Patrick was born in Britain of a Romanized family. At age 16 he was torn by Irish raiders from the villa of his father, Calpurnius, a deacon and minor local official, and carried into slavery in Ireland. He spent six bleak years there as a herdsman, during which he turned with fervour to his faith. Upon dreaming that the ship in which he was to escape was ready, he fled his master and found passage to Britain. There he came near to starvation and suffered a second brief captivity before he was reunited with his family. Thereafter, he may have paid a short visit to the Continent.

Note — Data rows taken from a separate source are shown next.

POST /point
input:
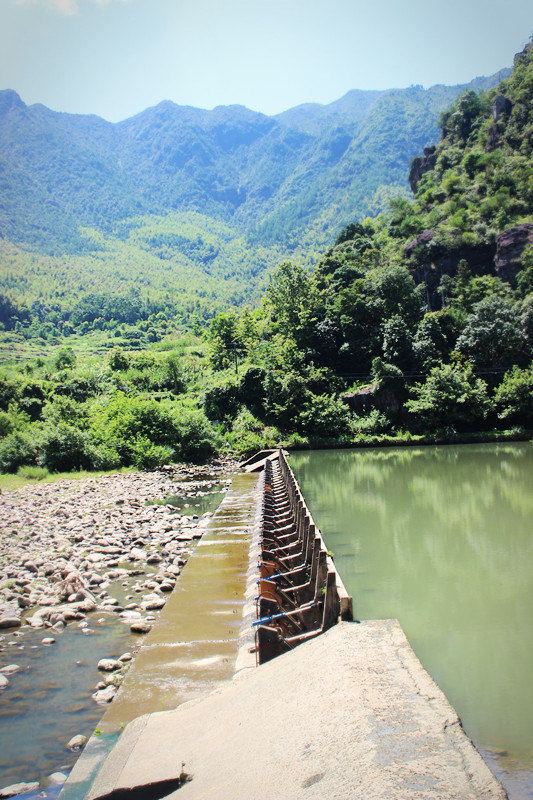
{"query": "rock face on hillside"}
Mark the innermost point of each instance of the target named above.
(510, 246)
(429, 261)
(421, 165)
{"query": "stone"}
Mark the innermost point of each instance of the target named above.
(103, 696)
(77, 742)
(125, 657)
(56, 778)
(140, 626)
(10, 617)
(10, 669)
(510, 246)
(154, 605)
(421, 165)
(18, 788)
(108, 665)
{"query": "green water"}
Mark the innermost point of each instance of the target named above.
(442, 539)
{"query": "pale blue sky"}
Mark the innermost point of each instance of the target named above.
(116, 57)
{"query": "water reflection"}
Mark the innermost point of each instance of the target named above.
(441, 538)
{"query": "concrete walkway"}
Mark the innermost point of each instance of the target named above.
(350, 715)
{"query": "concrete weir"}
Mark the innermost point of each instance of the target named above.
(322, 707)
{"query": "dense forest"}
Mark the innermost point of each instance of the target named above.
(417, 325)
(183, 212)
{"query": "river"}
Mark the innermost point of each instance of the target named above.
(442, 539)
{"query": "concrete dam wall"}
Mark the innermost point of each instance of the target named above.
(320, 707)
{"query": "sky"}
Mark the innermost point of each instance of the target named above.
(116, 57)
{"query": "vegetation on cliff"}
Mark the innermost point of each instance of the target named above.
(416, 323)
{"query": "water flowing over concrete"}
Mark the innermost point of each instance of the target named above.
(349, 714)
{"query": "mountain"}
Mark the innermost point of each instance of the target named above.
(292, 179)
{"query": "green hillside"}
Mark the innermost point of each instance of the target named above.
(417, 325)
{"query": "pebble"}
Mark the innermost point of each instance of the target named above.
(77, 742)
(141, 626)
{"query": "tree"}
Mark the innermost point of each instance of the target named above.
(493, 337)
(514, 396)
(451, 396)
(226, 340)
(65, 359)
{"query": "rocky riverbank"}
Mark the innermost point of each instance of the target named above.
(67, 549)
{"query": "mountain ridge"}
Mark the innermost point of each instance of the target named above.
(278, 179)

The best known passage in the Confessio (a work by St. Patrick) tells of a dream, after his return to Britain, in which one Victoricus delivered him a letter headed “The Voice of the Irish.” As he read it, he seemed to hear a certain company of Irish beseeching him to walk once more among them. “Deeply moved,” he says, “I could read no more.” Nevertheless, because of the shortcomings of his education, he was reluctant for a long time to respond to the call. Even on the eve of reembarkation for Ireland he was beset by doubts of his fitness for the task. Once in the field, however, his hesitations vanished. Utterly confident in the Lord, he journeyed far and wide, baptizing and confirming with untiring zeal. In diplomatic fashion he brought gifts to a kinglet here and a lawgiver there but accepted none from any. On at least one occasion, he was cast into chains. On another, he addressed with lyrical pathos a last farewell to his converts who had been slain or kidnapped by the soldiers of Coroticus.

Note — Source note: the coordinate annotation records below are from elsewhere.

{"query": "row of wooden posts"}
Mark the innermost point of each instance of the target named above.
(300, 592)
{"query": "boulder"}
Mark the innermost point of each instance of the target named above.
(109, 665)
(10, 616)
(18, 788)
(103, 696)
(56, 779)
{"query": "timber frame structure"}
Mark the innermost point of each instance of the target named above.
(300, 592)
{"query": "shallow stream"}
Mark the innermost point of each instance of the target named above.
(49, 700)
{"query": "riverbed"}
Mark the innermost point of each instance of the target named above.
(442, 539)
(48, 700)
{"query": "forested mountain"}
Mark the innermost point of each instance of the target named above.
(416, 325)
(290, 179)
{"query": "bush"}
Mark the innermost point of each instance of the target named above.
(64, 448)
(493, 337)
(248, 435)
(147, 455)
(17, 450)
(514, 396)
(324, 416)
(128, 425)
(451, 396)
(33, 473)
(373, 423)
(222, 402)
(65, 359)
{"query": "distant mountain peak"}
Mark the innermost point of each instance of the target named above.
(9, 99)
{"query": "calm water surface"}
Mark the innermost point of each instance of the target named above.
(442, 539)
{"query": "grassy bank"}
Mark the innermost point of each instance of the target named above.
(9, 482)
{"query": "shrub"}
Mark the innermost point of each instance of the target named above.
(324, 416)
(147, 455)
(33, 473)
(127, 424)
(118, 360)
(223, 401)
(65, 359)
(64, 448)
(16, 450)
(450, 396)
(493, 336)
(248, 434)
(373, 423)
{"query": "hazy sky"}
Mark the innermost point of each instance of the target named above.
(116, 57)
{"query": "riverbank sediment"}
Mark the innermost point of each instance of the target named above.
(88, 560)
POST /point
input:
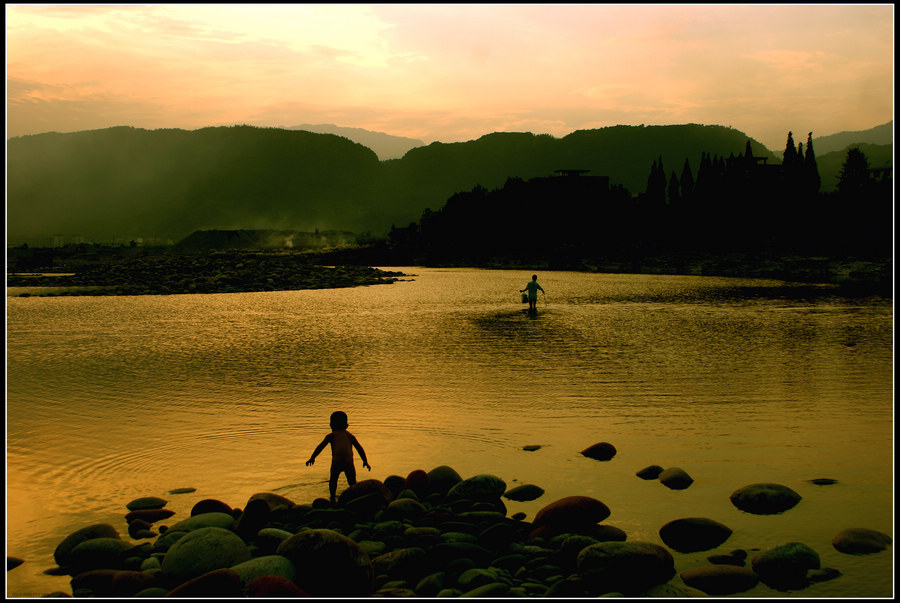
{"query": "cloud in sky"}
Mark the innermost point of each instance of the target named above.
(450, 72)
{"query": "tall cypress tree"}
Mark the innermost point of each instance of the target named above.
(811, 169)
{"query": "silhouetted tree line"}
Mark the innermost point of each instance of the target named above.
(737, 203)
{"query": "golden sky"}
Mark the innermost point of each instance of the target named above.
(451, 72)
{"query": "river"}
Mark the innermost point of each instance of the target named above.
(736, 381)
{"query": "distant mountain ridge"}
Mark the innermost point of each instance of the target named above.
(386, 146)
(128, 182)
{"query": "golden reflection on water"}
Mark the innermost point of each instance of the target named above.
(113, 398)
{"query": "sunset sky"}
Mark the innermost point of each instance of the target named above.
(451, 72)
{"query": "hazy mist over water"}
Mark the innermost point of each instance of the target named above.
(735, 381)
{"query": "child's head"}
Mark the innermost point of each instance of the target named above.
(339, 420)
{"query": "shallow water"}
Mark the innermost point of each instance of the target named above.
(735, 381)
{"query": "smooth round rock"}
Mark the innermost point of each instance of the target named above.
(720, 579)
(329, 564)
(273, 500)
(478, 487)
(626, 567)
(100, 553)
(524, 493)
(650, 472)
(861, 541)
(693, 534)
(675, 478)
(62, 554)
(210, 505)
(146, 502)
(765, 499)
(572, 513)
(786, 565)
(601, 451)
(267, 565)
(203, 550)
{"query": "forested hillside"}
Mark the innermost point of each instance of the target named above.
(127, 182)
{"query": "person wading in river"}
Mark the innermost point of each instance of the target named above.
(532, 289)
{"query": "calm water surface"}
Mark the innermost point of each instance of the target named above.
(735, 381)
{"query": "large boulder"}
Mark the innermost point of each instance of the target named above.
(675, 478)
(203, 550)
(483, 486)
(146, 502)
(765, 498)
(693, 534)
(861, 541)
(624, 567)
(785, 566)
(601, 451)
(720, 579)
(329, 564)
(62, 554)
(267, 565)
(442, 478)
(571, 514)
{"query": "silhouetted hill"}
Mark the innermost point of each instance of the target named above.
(128, 182)
(386, 146)
(880, 135)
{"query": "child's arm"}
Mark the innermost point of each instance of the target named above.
(362, 453)
(318, 449)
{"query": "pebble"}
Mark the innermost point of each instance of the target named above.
(446, 536)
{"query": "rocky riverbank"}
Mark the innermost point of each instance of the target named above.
(218, 272)
(434, 534)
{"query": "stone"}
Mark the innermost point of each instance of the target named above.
(268, 539)
(146, 502)
(693, 534)
(442, 478)
(329, 564)
(479, 487)
(602, 451)
(650, 472)
(860, 541)
(571, 513)
(13, 562)
(404, 509)
(203, 550)
(524, 493)
(100, 553)
(785, 566)
(402, 564)
(210, 505)
(204, 520)
(765, 499)
(675, 478)
(274, 587)
(626, 567)
(62, 554)
(149, 515)
(273, 500)
(267, 565)
(222, 583)
(720, 579)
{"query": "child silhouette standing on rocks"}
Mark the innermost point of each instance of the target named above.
(342, 444)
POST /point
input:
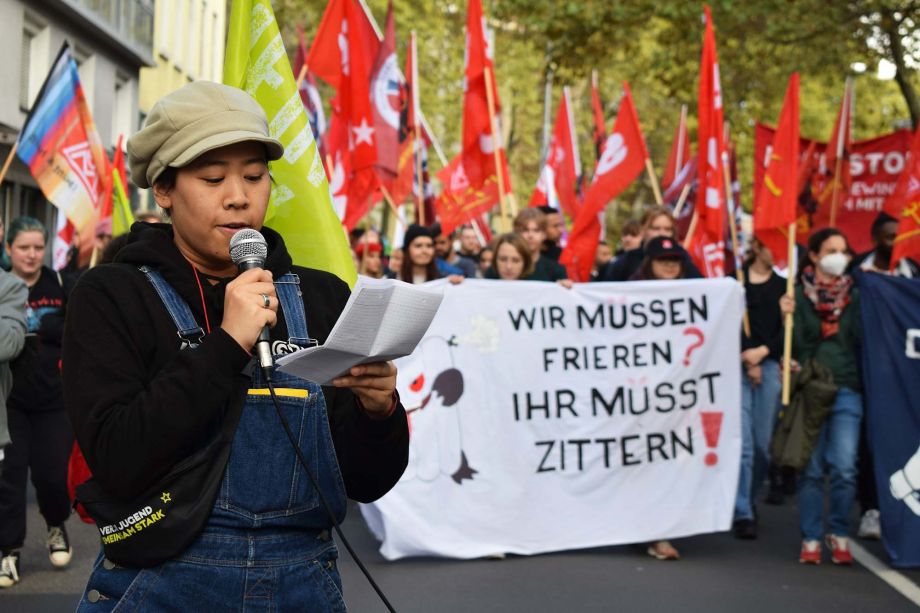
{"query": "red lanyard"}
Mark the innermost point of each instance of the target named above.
(207, 324)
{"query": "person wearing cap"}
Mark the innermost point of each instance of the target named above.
(143, 399)
(664, 259)
(369, 256)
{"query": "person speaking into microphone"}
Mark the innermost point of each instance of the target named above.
(171, 408)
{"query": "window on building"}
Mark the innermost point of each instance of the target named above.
(164, 10)
(124, 103)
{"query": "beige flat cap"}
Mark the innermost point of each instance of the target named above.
(192, 120)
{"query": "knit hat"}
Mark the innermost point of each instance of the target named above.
(413, 232)
(192, 120)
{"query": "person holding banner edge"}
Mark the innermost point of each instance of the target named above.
(143, 403)
(760, 395)
(828, 330)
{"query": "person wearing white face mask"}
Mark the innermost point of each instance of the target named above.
(827, 330)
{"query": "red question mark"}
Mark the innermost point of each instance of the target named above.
(700, 338)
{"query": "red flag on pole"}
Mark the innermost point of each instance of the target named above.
(597, 110)
(622, 161)
(388, 92)
(680, 151)
(904, 205)
(346, 35)
(559, 178)
(778, 198)
(478, 140)
(707, 245)
(460, 202)
(837, 159)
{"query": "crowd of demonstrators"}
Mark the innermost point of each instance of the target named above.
(513, 259)
(448, 256)
(553, 229)
(761, 353)
(656, 221)
(602, 257)
(40, 432)
(470, 247)
(827, 337)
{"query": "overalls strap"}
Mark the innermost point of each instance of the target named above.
(187, 328)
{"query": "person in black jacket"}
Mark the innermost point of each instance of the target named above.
(761, 386)
(143, 399)
(39, 429)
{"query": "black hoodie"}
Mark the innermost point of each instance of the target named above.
(139, 405)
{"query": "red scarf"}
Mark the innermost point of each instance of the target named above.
(829, 297)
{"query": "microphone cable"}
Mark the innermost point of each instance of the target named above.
(322, 498)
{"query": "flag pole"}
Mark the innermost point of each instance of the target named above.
(502, 197)
(419, 143)
(787, 337)
(693, 222)
(9, 160)
(679, 161)
(841, 132)
(733, 232)
(653, 180)
(681, 200)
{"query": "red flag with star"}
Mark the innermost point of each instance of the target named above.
(345, 35)
(706, 246)
(479, 142)
(778, 198)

Careful to deal fairly with the non-Christian Irish, he nevertheless lived in constant danger of martyrdom. The evocation of such incidents of what he called his “laborious episcopate” was his reply to a charge, to his great grief endorsed by his ecclesiastical superiors in Britain, that he had originally sought office for the sake of office. In point of fact, he was a most humble-minded man, pouring forth a continuous paean of thanks to his Maker for having chosen him as the instrument whereby multitudes who had worshipped “idols and unclean things” had become “the people of God.”

The phenomenal success of Patrick’s mission is not, however, the full measure of his personality. Since his writings have come to be better understood, it is increasingly recognized that, despite their occasional incoherence, they mirror a truth and a simplicity of the rarest quality. Not since St. Augustine of Hippo had any religious diarist bared his inmost soul as Patrick did in his writings. As D.A. Binchy, the most austerely critical of Patrician (i.e., of Patrick) scholars, put it, “The moral and spiritual greatness of the man shines through every stumbling sentence of his ‘rustic’ Latin.”

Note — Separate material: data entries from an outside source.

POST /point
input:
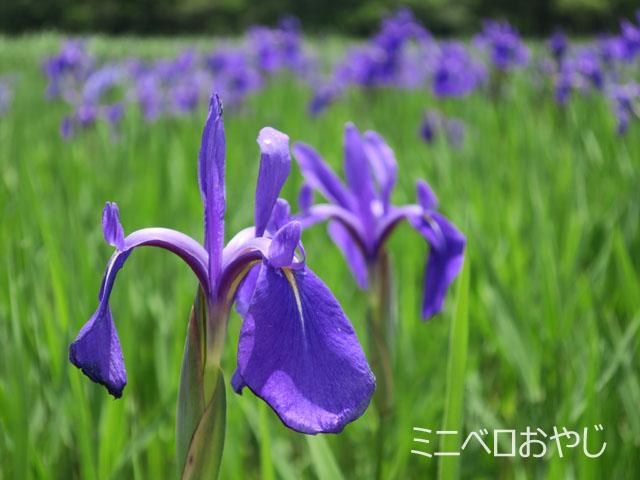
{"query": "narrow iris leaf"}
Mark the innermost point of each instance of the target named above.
(205, 452)
(191, 394)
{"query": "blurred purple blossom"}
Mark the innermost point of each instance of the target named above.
(503, 44)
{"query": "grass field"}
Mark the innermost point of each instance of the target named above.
(549, 201)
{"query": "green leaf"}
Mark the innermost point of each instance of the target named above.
(449, 465)
(190, 395)
(205, 452)
(324, 463)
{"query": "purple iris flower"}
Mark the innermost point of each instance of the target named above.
(558, 44)
(297, 349)
(455, 72)
(503, 42)
(6, 93)
(624, 98)
(362, 217)
(588, 65)
(68, 68)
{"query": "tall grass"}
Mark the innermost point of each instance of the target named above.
(550, 200)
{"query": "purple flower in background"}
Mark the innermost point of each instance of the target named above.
(67, 69)
(429, 125)
(588, 65)
(630, 34)
(504, 45)
(6, 93)
(558, 45)
(321, 381)
(362, 217)
(455, 72)
(611, 48)
(624, 98)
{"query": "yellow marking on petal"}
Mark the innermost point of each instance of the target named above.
(238, 279)
(294, 286)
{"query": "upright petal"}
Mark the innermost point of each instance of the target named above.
(275, 165)
(280, 216)
(446, 257)
(111, 228)
(300, 354)
(305, 197)
(96, 349)
(383, 163)
(320, 176)
(284, 245)
(426, 197)
(211, 168)
(351, 252)
(358, 175)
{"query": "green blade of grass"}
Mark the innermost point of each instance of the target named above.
(322, 459)
(449, 465)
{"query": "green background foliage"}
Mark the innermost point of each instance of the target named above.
(549, 200)
(338, 16)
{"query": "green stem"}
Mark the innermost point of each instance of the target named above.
(201, 411)
(381, 320)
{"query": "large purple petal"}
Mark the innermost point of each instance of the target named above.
(351, 252)
(300, 354)
(245, 290)
(211, 167)
(96, 349)
(383, 163)
(445, 261)
(275, 165)
(320, 176)
(359, 179)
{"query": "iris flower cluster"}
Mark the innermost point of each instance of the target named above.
(171, 86)
(608, 66)
(297, 349)
(361, 216)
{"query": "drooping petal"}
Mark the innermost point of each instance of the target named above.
(320, 176)
(359, 179)
(426, 197)
(275, 165)
(383, 163)
(245, 290)
(284, 245)
(351, 252)
(211, 168)
(96, 349)
(111, 228)
(300, 354)
(446, 257)
(237, 382)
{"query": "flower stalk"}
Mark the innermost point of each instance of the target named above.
(382, 327)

By the end of the 7th century, Patrick had become a legendary figure, and the legends have continued to grow. One of these would have it that he drove the snakes of Ireland into the sea to their destruction. Patrick himself wrote that he raised people from the dead, and a 12th-century hagiography places this number at 33 men, some of whom are said to have been deceased for many years. He also reportedly prayed for the provision of food for hungry sailors traveling by land through a desolate area, and a herd of swine miraculously appeared. Another legend, probably the most popular, is that of the shamrock, which has him explain the concept of the Holy Trinity, three persons in one God, to an unbeliever by showing him the three-leaved plant with one stalk. By the time of his death on March 17, 461, he had established monasteries, churches, and schools.Traditionally, Irishmen have worn shamrocks, the national flower of Ireland, in their lapels on St. Patrick’s Day, March 17. Ireland came to celebrate his day with
religious services and feasts.

It was emigrants, particularly to the United States, who transformed St. Patrick’s Day into a largely secular holiday of revelry and celebration of things Irish. Cities with large numbers of Irish immigrants, who often wielded political power, staged the most extensive celebrations, which included elaborate parades. Boston held its first St. Patrick’s Day parade in 1737, followed by New York City in 1762. Since 1962 Chicago has colored its river green to mark the holiday. (Although blue was the color traditionally associated with St. Patrick, green is now commonly connected with the day.) Irish and non-Irish alike commonly participate in the “wearing of the green”—sporting an item of green clothing or a shamrock, the Irish national plant, in the lapel. Corned beef and cabbage are associated with the holiday, and even beer is sometimes dyed green to celebrate the day. Although some of these practices eventually were adopted by the Irish themselves, they did so largely for the benefit of tourists.